Rund 470 Demonstranten wurden seit Beginn der Proteste nach Einschätzung von Menschenrechtlern bereits getötet. Auslöser der systemkritischen Aufstände war der Tod der iranischen Kurdin Jina Mahsa Amini Mitte September. Die junge Frau starb im Polizeigewahrsam, nachdem sie von den Sittenwächtern wegen Verstoßes gegen die islamischen Kleidungsvorschriften verhaftet worden war.
- Zum Artikel: "UN-Menschenrechtsrat lässt staatliche Gewalt im Iran untersuchen"
WM in Katar: Der Propaganda-Plan der iranischen Staatsführung
Unterdessen veröffentlichte die Hackergruppe "Back Reward" eine angebliche Tonaufnahme aus einer Sitzung der iranischen Revolutionsgarden Wochen vor der Fußballweltmeisterschaft. Sie legt nahe, dass das iranische Regime einen Propaganda-Plan für die Fußball-Weltmeisterschaft erarbeitet hat. Demnach sagt Katar zu, alle regimekritischen Kundgebungen, Äußerungen oder Symbole zu unterbinden.
Außerdem liefert die Regierung in Doha Listen von Iranerinnen und Iranern, die Tickets für die Spiele gekauft haben – und verspricht, Oppositionelle, die Teheran nicht im Stadion sehen will, blieben draußen. Dagegen will man 5.000 regimetreue Fans kostenlos nach Katar schicken, um für die richtige Stimmung in und um das Stadion zu sorgen.
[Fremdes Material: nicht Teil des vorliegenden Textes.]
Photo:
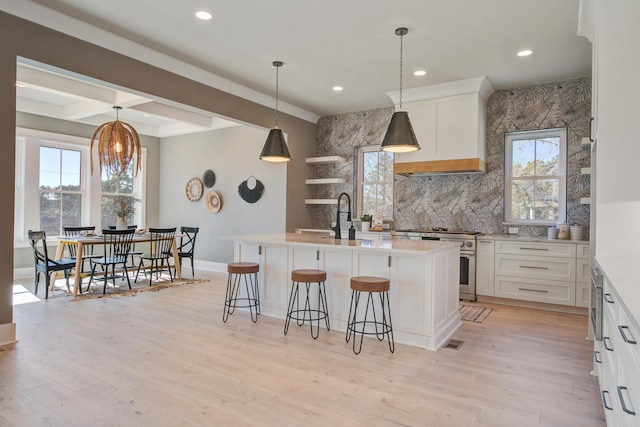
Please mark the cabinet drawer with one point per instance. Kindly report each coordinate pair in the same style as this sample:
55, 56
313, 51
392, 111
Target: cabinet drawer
583, 251
583, 294
583, 270
537, 290
567, 250
536, 267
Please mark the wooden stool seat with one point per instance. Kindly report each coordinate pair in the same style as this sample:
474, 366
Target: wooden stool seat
308, 276
250, 298
369, 284
243, 267
313, 310
380, 326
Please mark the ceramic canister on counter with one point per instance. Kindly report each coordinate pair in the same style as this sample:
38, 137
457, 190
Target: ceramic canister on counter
564, 232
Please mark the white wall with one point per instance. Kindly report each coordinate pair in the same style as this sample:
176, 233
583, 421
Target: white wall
617, 175
232, 154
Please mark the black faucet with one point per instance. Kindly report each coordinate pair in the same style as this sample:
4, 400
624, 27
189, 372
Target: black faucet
338, 212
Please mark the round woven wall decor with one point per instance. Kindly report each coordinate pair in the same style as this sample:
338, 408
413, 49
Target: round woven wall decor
251, 189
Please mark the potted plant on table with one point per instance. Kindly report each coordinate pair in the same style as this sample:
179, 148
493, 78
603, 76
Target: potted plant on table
365, 222
123, 207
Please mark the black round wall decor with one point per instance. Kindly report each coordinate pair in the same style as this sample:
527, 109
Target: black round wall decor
208, 178
251, 189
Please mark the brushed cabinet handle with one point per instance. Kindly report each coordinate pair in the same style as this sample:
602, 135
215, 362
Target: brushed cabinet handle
604, 400
534, 290
622, 329
623, 402
606, 340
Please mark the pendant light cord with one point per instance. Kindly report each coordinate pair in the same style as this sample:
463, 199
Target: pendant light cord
401, 45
Später werden iranische Beamte der Sicherheitsorgane als Fußballfans in Katar identifiziert.
Nationalspieler verspielen Sympathien
Ein weiterer Baustein des Propaganda-Plans scheint die Nationalmannschaft mit dem Spitznamen "Team Melli" (übersetzt: Nationalmannschaft) selbst. Vor dem Abflug zur WM posiert sie beim ultrakonservativen Präsidenten Ebrahim Raisi. Danach bekommt sie von Demonstrantinnen und Demonstranten einen neuen Spitznamen: "Team Mulla". Die Spieler haben ihre Sympathien bei ihnen verspielt. Das ändert sich auch nicht, als sie beim Auftaktspiel gegen England bei der Nationalhymne schweigen, aus Solidarität mit den Protesten zuhause. Im Gegenteil, die Menschen im Iran feiern die satte 2:6-Niederlage.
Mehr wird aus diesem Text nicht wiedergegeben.